More on the takeover talkUpdated: December 26th, 2006

A 58% rise in City’s share price is fuelling speculation that a takeover bid is in the offing.

City’s shares have risen from 22.5p to 35.5p on Plus Markets since Thursday’s announcement that the club were in talks with a potential investor. That values the club at £19.2million - close to what an investor would expect to pay in a takeover.

The Sunday Mirror believes Phones4U tycoon John Caudwell is the man in the picture. The 53-year-old sold his company for £1.46billion last month and the Mirror claims Wardle “plans to have further long discussions with Cauldwell over Christmas”. The paper ruled out Norwegian shipping magnate Inge Steensland and ex-Coventry chairman Bryan Richardson as potential buyers.

But the Daily Telegraph claimed on Friday that Caudwell wasn’t the person referred to in Thursday’s announcement. It is possible, though, that discussions with Caudwell were already ongoing and that Thursday’s announcement refers to another potential investor.

Late last month representatives from City attended the Soccerex conference in Dubai. Also represented there was Hermes Sports Partners who recently announced it was giving City “ongoing general corporate finance advise relating to, amongst other things, capital raising and restructuring”.

Three days ago Hermes’s managing director Harry Philp told the Sunday Times that City could be the next club to be bought by a foreign investor, though he does have something of a vested interest in making that claim.

Rumours of an Irish consortium headed by Formula 1’s Eddie Jordan and an unnamed American/US institution are also doing the rounds. It’s still possible that the share price rise is little more than a reaction to the gossip, particularly as the volume of shares changing hands is relatively small. But what is certain is that the club is available at the right price.

Here are the details of the main shareholders:

John Wardle & David Makin (29.95%): Short of hanging a ‘For Sale’ sign outside Eastlands, Wardle & Makin couldn’t be more explicit about their desire to sell.
Rumour has it that they would accept as little as £2.5m (15p per share) for the stake as long as the £22m the club owes them is repaid in full.

The Boler family (18.75%): Director Mark Boler, along with his brother and two sisters, inherited the stake following the death of father Stephen Boler in 1998.
In 2003 he told EN magazine: “My father bought it (the stake in City) as an investment and at the moment the share price is not as high as it should be. There are no plans to sell, but if someone offered a great price…”
I understand an offer of around £4.5million would be enough to buy the stake.

BSkyB (9.88%): City is the only club BSkyB now has a stake in, and the broadcaster appears to have little interest in holding on to it.

Francis Lee: (7.13%): It’s unclear whether he would want to sell his stake.
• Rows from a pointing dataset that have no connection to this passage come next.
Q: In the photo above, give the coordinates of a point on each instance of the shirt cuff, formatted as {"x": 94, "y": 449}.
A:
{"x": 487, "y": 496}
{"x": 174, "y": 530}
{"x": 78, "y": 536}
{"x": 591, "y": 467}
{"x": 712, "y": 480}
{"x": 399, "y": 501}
The £70-75m figure being bandied about is not what it would cost to buy the shares, but reflects the full investment needed to get City trading profitably.

Here’s the breakdown of the likely costs:
£18m to buy the shares
£22m to repay Wardle & Makin’s loans
£20m to reduce the debt to levels which would allow City to break even each season
£10m for transfer funds
Total: £70m

The big question is whether anyone would be willing to spend that much to buy us.

Abramovich’s purchase of Chelsea has the look of an expensive insurance policy which he hopes will protect him from oligarch-eating Vladimir Putin, the economics of the Glazer takeover of United follow different rules to City, while the West Ham and Villa deals hinged on lucrative landholdings.

While the prospect of big increases in Sky’s TV payments next season might seem a tempter, Ken Bates once described TV revenue as “prune juice, that passes straight through the clubs and into the players’ wallets”.

This weekend the Mail on Sunday reported that any takeover talks would wait until after Christmas to see whether we would be relegated. Considering that buying a football club is a long-term investment and that relegation is a fear for any club mid-table or lower in any season, that seems an unlikely reason.

Unless a potential buyer is coveting City as a rich man’s toy, the fear that this club could become a money-pit might ensure no firm bid ever materialises.